В 1947 году, после Второй мировой войны, Андре Жид был удостоен Нобелевской премии по литературе. Это и не удивительно; семидесятивосьмилетний писатель был на вершине славы и почета. В те годы, когда Франция еще считалась центром мировой литературы, он был величайшим из живущих французских писателей. Он прямо говорил то, что думает, страстно увлекался политическими идеями и так же страстно разоблачал их, стремился познать суть человека, считая его центром Вселенной, что снискало ему множество врагов и почитателей.
Андре Жид имел массу поклонников и среди турецкой интеллигенции, жадно и страстно наблюдавшей за жизнью Парижа. Самым известным из них был Ахмед Хамди Танпынар[10]. Он опубликовал в прозападной республиканской газете «Джумхуриет»[11]статью по случаю присуждения Жиду Нобелевской премии. Я намерен привести здесь некоторые отрывки из этой статьи, но прежде хотелось бы сказать несколько слов о самом Танпынаре.
Поэт, публицист и прозаик Танпынар родился на тридцать лет позже Андре Жида; сегодня он считается одним из классиков современной турецкой литературы. Его идеи признают и прозападные сторонники модернизации, представляющие левые взгляды, и консерваторы с националистами и традиционалистами; при этом все использовали имя и работы Танпынара в своих интересах. Поэзия Танпынара находилась под влиянием Поля Валери, романы написаны под воздействием Достоевского, а как публицист он многому научился у Жида, переняв его свободу мышления и безупречную логику. Но турецкие читатели, в основном, конечно, интеллектуалы, полюбили его не за то, что он вдохновлен французской литературой и культурой Запада, а за то, что его творчество было неразрывно связано с духом османской культуры, и, прежде всего, поэзии и музыки. Танпынар был в одинаковой мере привержен и спокойному достоинству старой турецкой культуры, предшествовавшей модернизму, и европейскому модернизму, что привело его к огромному внутреннему конфликту. Конфликт между родной культурой и Западом доставлял ему боль, и в этом его можно сравнить с другим неевропейским писателем, Дзюнъитиро Танидзаки. Но, в отличие от Танидзаки, Танпынар не получал удовольствия от сомнений или душевных терзаний, порожденных этим конфликтом, а предпочитал лишь описывать страдания и трагические судьбы людей, разрывающихся между двумя мирами.

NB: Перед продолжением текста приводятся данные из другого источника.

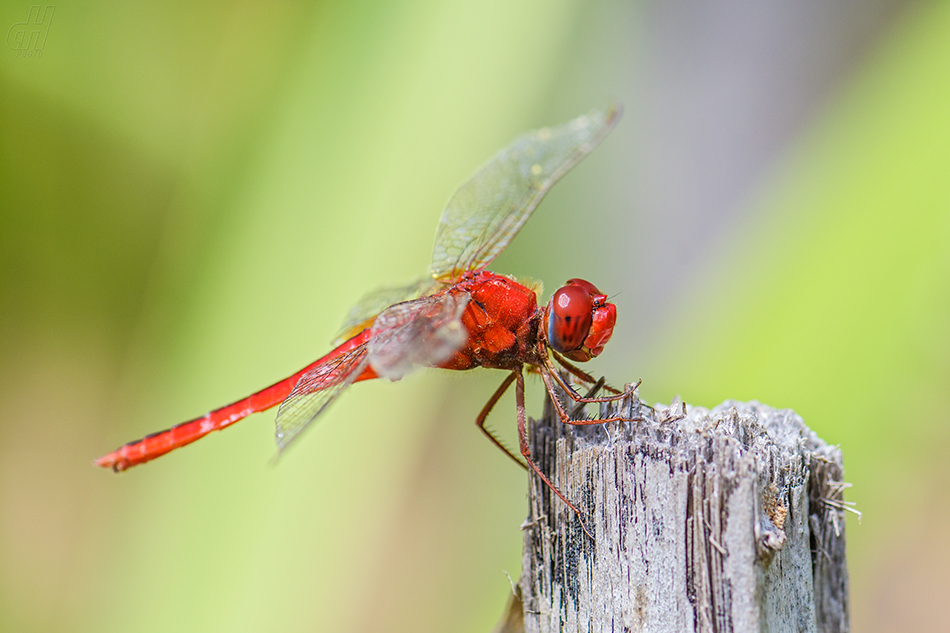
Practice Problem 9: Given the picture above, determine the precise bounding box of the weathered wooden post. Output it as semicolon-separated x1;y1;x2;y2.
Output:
499;380;849;633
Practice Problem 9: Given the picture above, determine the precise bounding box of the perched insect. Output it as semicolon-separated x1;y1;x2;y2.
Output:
95;103;629;512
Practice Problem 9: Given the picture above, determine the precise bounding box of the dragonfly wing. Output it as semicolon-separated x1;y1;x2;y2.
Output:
276;343;369;452
333;277;438;345
368;292;469;380
276;293;468;452
432;102;622;282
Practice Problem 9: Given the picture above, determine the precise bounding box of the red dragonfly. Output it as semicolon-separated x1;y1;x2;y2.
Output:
95;103;630;511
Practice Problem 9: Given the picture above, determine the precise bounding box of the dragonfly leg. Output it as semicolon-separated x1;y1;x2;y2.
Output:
541;369;642;425
551;349;621;394
512;367;594;539
541;355;640;404
475;372;527;469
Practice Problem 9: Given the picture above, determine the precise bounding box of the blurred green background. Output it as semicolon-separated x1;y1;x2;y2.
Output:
0;0;950;632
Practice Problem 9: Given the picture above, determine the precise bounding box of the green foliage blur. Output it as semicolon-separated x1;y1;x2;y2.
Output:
0;0;950;632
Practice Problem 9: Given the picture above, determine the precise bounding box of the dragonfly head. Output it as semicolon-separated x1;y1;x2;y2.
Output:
547;279;617;362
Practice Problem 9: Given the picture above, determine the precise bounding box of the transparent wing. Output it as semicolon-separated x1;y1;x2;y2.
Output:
368;292;469;380
432;102;622;282
332;277;439;345
276;343;369;453
276;293;468;452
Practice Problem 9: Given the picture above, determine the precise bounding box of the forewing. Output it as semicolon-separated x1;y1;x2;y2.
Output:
332;277;439;345
368;292;469;380
432;102;622;282
276;343;369;452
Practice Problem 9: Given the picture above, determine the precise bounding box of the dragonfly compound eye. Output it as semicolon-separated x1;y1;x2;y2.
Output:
548;284;594;360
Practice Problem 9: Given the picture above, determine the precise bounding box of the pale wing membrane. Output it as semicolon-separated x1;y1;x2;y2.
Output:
276;343;369;452
368;293;469;380
432;102;622;282
333;277;438;345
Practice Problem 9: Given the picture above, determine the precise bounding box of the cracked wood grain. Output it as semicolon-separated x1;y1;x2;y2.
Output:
512;380;849;633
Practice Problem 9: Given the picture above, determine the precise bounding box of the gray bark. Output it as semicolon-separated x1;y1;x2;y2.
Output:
505;380;849;633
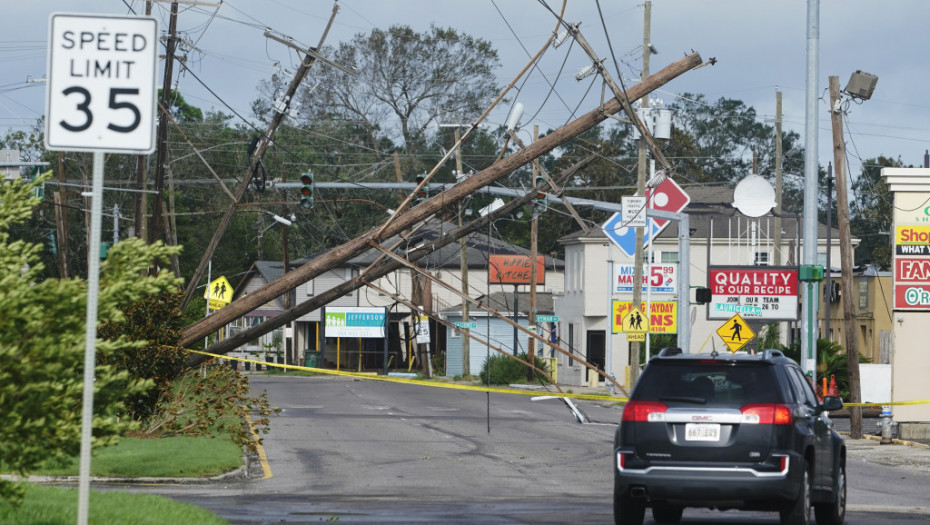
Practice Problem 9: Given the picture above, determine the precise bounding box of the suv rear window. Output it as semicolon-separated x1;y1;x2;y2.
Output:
632;361;780;407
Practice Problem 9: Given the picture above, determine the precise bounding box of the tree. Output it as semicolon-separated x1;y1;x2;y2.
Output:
0;174;179;502
299;26;500;154
849;156;904;268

Позвольте процитировать отрывок из статьи Танпынара, опубликованной в «Джумхуриет» полвека назад:
«Присуждение Андре Жиду Нобелевской премии стало для меня одним из самых радостных событий, произошедших за рубежом в послевоенные годы. Этот почетный жест — заслуженное свидетельство признания — развеял наши справедливые опасения, доказав нам, что Европа еще жива.
Несмотря на опустошение, причиненное ураганом бедствий, пронесшимся над ней, на разоренные страны и отчаявшихся людей, мечтающих о долгожданном мире, на оккупацию ее восьми столиц и пагубные междоусобные распри во Франции и Италии, Европа еще жива.
Жива потому, что есть Андре Жид — один из тех редких людей, чье имя воскрешает в памяти величайшие достижения культуры и цивилизации.
Во время войны я часто думал о двух людях. В безнадежной тьме, вынашивавшей в своей утробе будущее, которое невозможно было предугадать, они казались мне двумя спасительными, путеводными звездами оккупированной и разоренной Европы. Этими людьми были Андре Жид — у меня не было сведений, где он тогда находился, <…> и Поль Валери, живший, как я слышал, в Париже в весьма плачевном положении: без вина, без сигарет, а порой даже без хлеба».